Straubing, 11. Mai 2015 * (cli) * Durch den Anbau eines breiten Spektrums an Pflanzenarten wird ein vielfältiger Energiepflanzenanbau in alternativenAnbausystemen und steigert zudem die Biodiversität in der Agrarlandschaft. Durch die kurze Vegetationszeit können Buchweizen und Quinoa als eine Bereicherung und flexibel in Fruchtfolgen integriert werden. Im Rahmen eines mehrjährigen Projekts testeten Wissenschaftler des Technologie- und Förderzentrums (TFZ) die beiden auf ihre Nutzung als Biogassubstrat. An zwei Standorten wurden zu je zwei Saatterminen verschiedene Buchweizen- und Quinoasorten auf die Parameter Trockenmasseertrag, Trockensubstanzgehalt, Substratqualität, Methanausbeute, Methanhektarertrag, Wassernutzungseffizienz, Spurenelemente sowie den Einfluss einer gestaffelten Stickstoffdüngung auf Ertragsleistung und Abreife getestet. Dr. Maendy Fritz, Sachgebietsleiterin Rohstoffpflanzen und Stoffflüsse, fasst zusammen: „Die Ergebnisse zeigen, dass Buchweizen und Quinoa als Biogassubstrat erfolgsversprechend sind.
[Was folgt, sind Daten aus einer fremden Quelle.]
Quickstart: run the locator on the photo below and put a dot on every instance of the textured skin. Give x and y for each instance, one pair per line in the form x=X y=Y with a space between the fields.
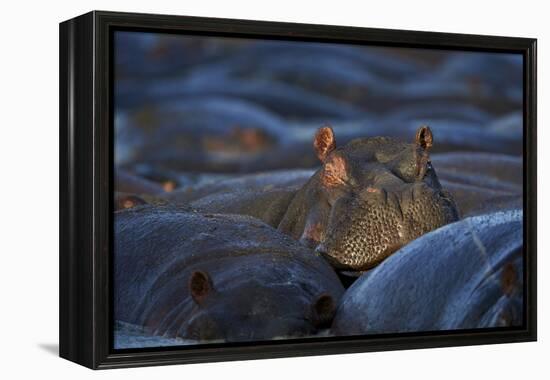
x=370 y=197
x=264 y=284
x=380 y=194
x=476 y=265
x=371 y=227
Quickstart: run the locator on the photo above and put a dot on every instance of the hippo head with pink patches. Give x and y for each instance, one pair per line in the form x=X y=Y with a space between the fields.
x=369 y=198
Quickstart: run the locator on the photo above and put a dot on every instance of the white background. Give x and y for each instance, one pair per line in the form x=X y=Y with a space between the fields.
x=29 y=188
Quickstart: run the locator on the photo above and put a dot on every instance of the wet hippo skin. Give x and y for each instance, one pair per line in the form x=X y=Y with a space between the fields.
x=465 y=275
x=369 y=198
x=217 y=277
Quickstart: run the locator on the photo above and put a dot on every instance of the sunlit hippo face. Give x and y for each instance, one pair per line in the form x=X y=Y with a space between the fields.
x=379 y=194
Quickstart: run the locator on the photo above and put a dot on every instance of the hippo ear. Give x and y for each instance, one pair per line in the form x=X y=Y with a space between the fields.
x=200 y=285
x=324 y=142
x=424 y=137
x=322 y=311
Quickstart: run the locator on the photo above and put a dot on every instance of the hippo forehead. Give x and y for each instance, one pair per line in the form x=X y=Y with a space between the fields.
x=369 y=159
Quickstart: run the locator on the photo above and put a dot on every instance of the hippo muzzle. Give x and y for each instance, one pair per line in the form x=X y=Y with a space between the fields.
x=366 y=228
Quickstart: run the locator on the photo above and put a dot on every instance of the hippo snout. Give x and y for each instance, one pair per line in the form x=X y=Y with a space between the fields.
x=368 y=228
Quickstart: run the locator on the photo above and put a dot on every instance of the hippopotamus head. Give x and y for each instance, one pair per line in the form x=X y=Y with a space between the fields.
x=372 y=196
x=250 y=312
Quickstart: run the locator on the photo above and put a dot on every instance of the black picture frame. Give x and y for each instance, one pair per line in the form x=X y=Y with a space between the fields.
x=86 y=171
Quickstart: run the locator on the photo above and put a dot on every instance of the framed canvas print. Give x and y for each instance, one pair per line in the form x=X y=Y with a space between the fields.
x=237 y=189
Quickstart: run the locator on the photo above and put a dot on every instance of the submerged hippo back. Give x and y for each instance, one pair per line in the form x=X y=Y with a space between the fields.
x=211 y=277
x=465 y=275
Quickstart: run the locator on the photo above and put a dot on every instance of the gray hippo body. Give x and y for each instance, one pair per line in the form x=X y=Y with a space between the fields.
x=217 y=277
x=465 y=275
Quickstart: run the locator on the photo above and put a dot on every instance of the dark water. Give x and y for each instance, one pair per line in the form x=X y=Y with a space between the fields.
x=223 y=105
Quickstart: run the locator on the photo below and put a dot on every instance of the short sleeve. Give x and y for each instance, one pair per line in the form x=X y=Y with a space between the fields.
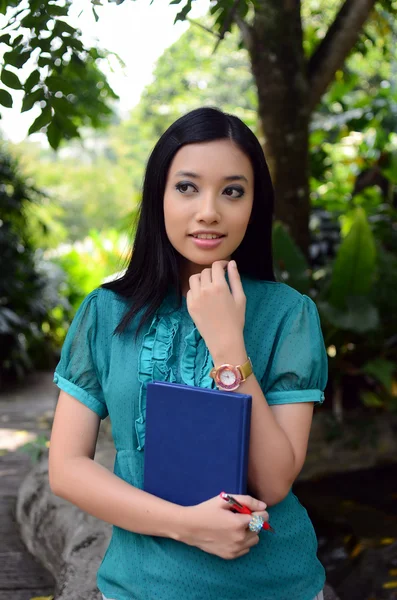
x=299 y=366
x=76 y=372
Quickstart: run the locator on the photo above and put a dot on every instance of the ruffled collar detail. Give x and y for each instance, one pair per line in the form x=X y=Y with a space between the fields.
x=158 y=360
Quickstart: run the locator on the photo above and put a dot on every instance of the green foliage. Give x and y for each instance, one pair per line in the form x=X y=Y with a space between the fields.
x=353 y=270
x=32 y=307
x=355 y=296
x=65 y=80
x=87 y=264
x=290 y=264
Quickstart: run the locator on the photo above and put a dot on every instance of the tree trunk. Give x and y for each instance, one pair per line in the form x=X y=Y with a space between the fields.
x=279 y=68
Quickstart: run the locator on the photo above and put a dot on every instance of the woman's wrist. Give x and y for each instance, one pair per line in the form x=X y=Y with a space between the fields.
x=180 y=528
x=233 y=352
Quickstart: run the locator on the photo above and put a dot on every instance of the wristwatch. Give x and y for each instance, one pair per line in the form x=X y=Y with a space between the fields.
x=229 y=377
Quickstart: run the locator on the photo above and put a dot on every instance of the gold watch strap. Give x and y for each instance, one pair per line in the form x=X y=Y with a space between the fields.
x=245 y=369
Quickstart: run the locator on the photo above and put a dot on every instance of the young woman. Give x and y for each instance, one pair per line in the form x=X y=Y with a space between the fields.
x=199 y=292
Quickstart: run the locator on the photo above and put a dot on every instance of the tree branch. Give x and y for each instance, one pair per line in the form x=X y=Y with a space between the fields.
x=207 y=29
x=228 y=21
x=245 y=30
x=333 y=50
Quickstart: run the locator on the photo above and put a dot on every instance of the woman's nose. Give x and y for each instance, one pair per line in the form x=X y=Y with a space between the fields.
x=208 y=209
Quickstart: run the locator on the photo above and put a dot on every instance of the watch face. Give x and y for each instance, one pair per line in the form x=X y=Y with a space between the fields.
x=228 y=378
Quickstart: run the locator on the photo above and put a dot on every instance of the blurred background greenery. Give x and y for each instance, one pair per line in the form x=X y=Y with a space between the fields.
x=66 y=216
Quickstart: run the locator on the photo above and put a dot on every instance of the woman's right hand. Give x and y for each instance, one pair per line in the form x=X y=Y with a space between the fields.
x=214 y=528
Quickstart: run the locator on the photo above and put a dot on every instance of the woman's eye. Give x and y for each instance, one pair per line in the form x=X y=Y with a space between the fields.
x=234 y=192
x=184 y=187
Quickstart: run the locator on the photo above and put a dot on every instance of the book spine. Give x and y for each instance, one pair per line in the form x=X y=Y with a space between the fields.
x=244 y=444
Durch das weite Saatfenster können beide Kulturen sehr gut in Biogas- und Marktfruchtfolgen integriert werden und die Vegetationslücke im Sommer effizient nutzen.“ Beide Kulturen bieten viele Vorteile klassischer Zwischenfrüchte wie einer Bodenverbesserung, Erosionsschutz und Humusaufbau. Ein weiterer ökologischer Mehrwert ist das lange Blütenangebot. Ein stärkerer Anbau von Buchweizen und Quinoa kann die Akzeptanz des Energiepflanzenanbaus verbessern ohne für den Landwirt hohe wirtschaftliche Einbußen zu bedeuten. Die Ergebnisse des Projekts sind im TFZ-Bericht 39 zusammengefasst.